As such, Save Me From was born, which not only has products that claim to repair damage from root to tip, but also provides additional resources on its blog In the Lab about mental health and suicide prevention. "My hope is that I can make a real difference in saving lives," said Peck.

The Beauty — and Backfire — Of Social Media

At left, April Peck tests ingredients for her haircare line, Save From Me; at right, Djimbi Djevdet of Makeup Addiction tests out new makeup.
Image Source: Design by Priscilla Brinshot , Design by Priscilla Brinshot

Of course, you can't talk about beauty without bringing up social media. The two terms are almost interchangable, especially with the rise of Instagram influencers, photoshop apps like FaceTune, and the community on YouTube. It's easy to feel validated for your hair, makeup, or overall looks if you're getting a lot of "likes" or attention online — but it's just as easy to be brought down.

"I have struggled with depression throughout the years since creating Makeup Addiction, due to the nature of my business being totally based on social media," said Djevdet. "It’s virtually impossible to fully detach myself, as it’s integral to my business — whether it’s finding new content for our page or interacting with our followers and the 500-plus influencers that have been on our PR over the years."
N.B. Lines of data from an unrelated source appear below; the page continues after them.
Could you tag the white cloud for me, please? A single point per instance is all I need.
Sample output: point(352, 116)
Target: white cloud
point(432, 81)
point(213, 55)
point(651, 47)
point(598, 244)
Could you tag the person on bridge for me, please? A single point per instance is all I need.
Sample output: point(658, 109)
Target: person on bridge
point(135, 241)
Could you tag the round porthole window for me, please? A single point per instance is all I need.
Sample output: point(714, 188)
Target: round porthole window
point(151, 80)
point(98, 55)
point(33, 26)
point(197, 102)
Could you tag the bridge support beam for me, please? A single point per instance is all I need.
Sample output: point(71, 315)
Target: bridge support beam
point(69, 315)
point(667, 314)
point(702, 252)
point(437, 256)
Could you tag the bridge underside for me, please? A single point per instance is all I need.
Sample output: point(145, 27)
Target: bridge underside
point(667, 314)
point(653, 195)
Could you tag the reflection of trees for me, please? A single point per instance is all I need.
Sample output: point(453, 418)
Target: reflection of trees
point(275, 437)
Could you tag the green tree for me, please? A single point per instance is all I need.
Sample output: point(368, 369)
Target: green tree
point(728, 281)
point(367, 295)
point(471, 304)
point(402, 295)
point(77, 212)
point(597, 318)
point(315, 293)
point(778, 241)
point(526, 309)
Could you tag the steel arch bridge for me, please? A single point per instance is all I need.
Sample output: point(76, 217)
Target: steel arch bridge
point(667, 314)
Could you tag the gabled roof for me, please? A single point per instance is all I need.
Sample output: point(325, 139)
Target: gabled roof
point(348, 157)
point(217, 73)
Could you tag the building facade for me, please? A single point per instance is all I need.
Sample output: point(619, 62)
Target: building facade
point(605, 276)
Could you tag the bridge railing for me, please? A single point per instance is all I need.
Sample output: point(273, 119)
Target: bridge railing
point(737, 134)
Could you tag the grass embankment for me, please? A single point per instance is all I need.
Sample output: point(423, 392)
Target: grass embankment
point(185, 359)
Yet, because of this constant exposure, Djevdet found herself completely drained from comparing the success of Makeup Addiction to other beauty companies. "Everytime I would open instagram, I would feel anxious. I went through moments of extreme self-critique and not being proud enough of any achievements, and even feeling like a complete failure. . . so much so that I would spend days at home crying, not being able to get out of bed."
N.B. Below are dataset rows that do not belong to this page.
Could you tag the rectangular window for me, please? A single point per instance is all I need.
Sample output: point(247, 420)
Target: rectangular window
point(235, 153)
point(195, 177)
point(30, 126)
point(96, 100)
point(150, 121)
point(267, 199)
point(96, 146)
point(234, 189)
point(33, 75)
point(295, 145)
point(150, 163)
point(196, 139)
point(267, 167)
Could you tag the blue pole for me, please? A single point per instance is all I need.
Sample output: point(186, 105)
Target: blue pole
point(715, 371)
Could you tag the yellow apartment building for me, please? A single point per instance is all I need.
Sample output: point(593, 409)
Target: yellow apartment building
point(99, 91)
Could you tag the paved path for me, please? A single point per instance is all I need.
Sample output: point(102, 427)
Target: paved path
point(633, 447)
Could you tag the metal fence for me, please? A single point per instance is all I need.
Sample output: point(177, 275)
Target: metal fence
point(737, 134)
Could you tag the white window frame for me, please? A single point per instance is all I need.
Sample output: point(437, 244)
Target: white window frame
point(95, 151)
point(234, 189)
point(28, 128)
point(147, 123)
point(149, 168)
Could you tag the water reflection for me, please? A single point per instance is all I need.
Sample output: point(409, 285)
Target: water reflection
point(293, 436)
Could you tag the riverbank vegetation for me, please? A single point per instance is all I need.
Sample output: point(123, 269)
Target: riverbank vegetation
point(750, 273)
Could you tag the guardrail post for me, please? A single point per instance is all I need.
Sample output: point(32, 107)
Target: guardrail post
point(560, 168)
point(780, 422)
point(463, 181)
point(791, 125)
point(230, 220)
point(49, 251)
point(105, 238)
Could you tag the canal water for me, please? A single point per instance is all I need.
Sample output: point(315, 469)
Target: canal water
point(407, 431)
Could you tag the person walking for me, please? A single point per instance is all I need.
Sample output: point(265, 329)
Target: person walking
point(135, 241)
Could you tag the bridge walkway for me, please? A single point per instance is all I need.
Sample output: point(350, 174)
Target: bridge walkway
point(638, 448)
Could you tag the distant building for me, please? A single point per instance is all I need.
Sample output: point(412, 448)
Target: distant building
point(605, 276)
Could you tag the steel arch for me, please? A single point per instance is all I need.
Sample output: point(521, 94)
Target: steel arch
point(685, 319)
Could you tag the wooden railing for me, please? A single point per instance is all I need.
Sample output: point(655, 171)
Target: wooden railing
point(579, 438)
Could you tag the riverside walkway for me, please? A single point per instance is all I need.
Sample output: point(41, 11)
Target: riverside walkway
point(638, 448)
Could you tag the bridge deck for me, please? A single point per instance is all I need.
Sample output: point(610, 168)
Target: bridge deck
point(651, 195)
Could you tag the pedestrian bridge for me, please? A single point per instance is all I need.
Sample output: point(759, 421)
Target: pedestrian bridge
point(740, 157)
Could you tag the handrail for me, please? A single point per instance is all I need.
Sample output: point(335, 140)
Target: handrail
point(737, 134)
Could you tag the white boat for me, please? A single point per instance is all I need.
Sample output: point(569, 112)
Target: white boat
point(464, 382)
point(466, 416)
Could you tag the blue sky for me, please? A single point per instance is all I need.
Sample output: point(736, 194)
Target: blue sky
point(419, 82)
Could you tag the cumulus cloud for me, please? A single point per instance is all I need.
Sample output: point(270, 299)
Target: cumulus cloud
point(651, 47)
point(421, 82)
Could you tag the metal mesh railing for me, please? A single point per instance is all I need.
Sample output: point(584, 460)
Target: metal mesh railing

This, Traube explains, is the double-edged sword of the beauty world. "Many facets of real life do not exist on social media," he said. "When is the last time you scrolled through someone’s Facebook or Instagram and saw a picture of them with a large stain on their shirt and an unflattering look on their face? When we shape our beliefs about what is considered healthy or beautiful based on unrealistic images, we are in trouble. Many millennials understand this concept intellectually, but emotionally they can be perfectionistic and suffering. When the bar is set unrealistically high, the end result is often disappointment."
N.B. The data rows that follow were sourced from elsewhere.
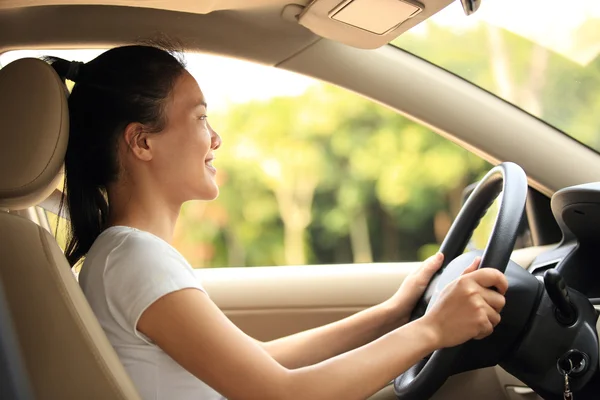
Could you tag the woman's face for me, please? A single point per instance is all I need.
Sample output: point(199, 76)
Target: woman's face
point(184, 151)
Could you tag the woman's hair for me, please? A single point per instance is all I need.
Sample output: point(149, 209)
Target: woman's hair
point(121, 86)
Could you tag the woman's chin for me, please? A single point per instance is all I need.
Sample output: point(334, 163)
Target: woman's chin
point(208, 193)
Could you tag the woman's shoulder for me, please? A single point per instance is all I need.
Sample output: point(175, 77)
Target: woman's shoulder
point(122, 245)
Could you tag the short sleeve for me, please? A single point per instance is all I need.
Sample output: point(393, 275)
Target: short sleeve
point(140, 271)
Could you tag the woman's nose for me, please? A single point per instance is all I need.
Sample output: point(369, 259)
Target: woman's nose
point(215, 139)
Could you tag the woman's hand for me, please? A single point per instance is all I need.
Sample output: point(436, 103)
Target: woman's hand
point(469, 307)
point(405, 299)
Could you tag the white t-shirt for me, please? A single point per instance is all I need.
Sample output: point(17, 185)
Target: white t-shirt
point(125, 271)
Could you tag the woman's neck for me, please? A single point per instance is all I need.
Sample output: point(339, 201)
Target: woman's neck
point(133, 207)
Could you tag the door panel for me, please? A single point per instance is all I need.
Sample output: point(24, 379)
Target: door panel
point(271, 302)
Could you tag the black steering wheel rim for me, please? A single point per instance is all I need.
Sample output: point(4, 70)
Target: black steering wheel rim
point(423, 379)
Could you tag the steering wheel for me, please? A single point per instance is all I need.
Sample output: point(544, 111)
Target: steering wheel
point(423, 379)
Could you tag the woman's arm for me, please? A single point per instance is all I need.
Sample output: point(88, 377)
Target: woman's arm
point(315, 345)
point(318, 344)
point(189, 327)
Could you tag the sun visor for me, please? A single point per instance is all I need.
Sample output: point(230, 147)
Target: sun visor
point(366, 24)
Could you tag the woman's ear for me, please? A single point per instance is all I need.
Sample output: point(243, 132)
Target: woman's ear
point(136, 140)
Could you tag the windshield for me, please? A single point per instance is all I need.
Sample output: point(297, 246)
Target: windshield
point(540, 55)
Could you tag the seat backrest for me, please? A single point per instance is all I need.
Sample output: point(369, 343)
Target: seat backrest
point(66, 352)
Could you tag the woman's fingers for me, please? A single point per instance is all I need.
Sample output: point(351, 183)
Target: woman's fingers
point(493, 299)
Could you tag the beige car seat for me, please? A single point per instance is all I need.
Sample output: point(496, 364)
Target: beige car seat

"Many facets of real life do not exist on social media. When we shape our beliefs about what is considered healthy or beautiful based on unrealistic images, we are in trouble."

Rouleau, on the other hand, uses social media — and did so frequently during her husband's final months, delivering health updates and memories on Instagram and Facebook — to keep his memory alive. "Florian wanted to know that he wouldn't be forgotten and that his life mattered," she said. "I did it to honor him but heal myself in the process because he was such a special person, and watching him, how he handled his diagnosis, it was therapeutic for me."

It also brought her together with a community of other people grieving their losses, where "hundreds of messages" trickled in with every share. "I found that his story really moved people and helped them rise above the darkest place they are in or have been in for a long time," said Rouleau. "I think anybody who has a story to share, they do it because they know if they can inspire one person it can change a life, then it's worthwhile. I know it's what he would want."

At the end of the day, nobody can tell you the right way to take care of your mental health — that's your decision to make. If that means building a brand from your love of beauty, spreading the love on social media, or simply taking care of your skin at night, that doesn't make you vain. It makes you a badass.

For Djevdet, she has since turned off Instagram notifications, muting certain pages that tend to be triggering, and has found solace in a handful of motivational books. While her beauty company is still bustling on and offline, she's continually working on her own inner calm. "My favorite book that has changed my perspective in life is The Power of Now by Eckhart Tolle," she said. "It has taught me to enjoy living in the here and now and being present at every moment. I cannot change the past nor can I change the future, so I might as well live in the present. And no matter what life throws at me, I know I will be OK."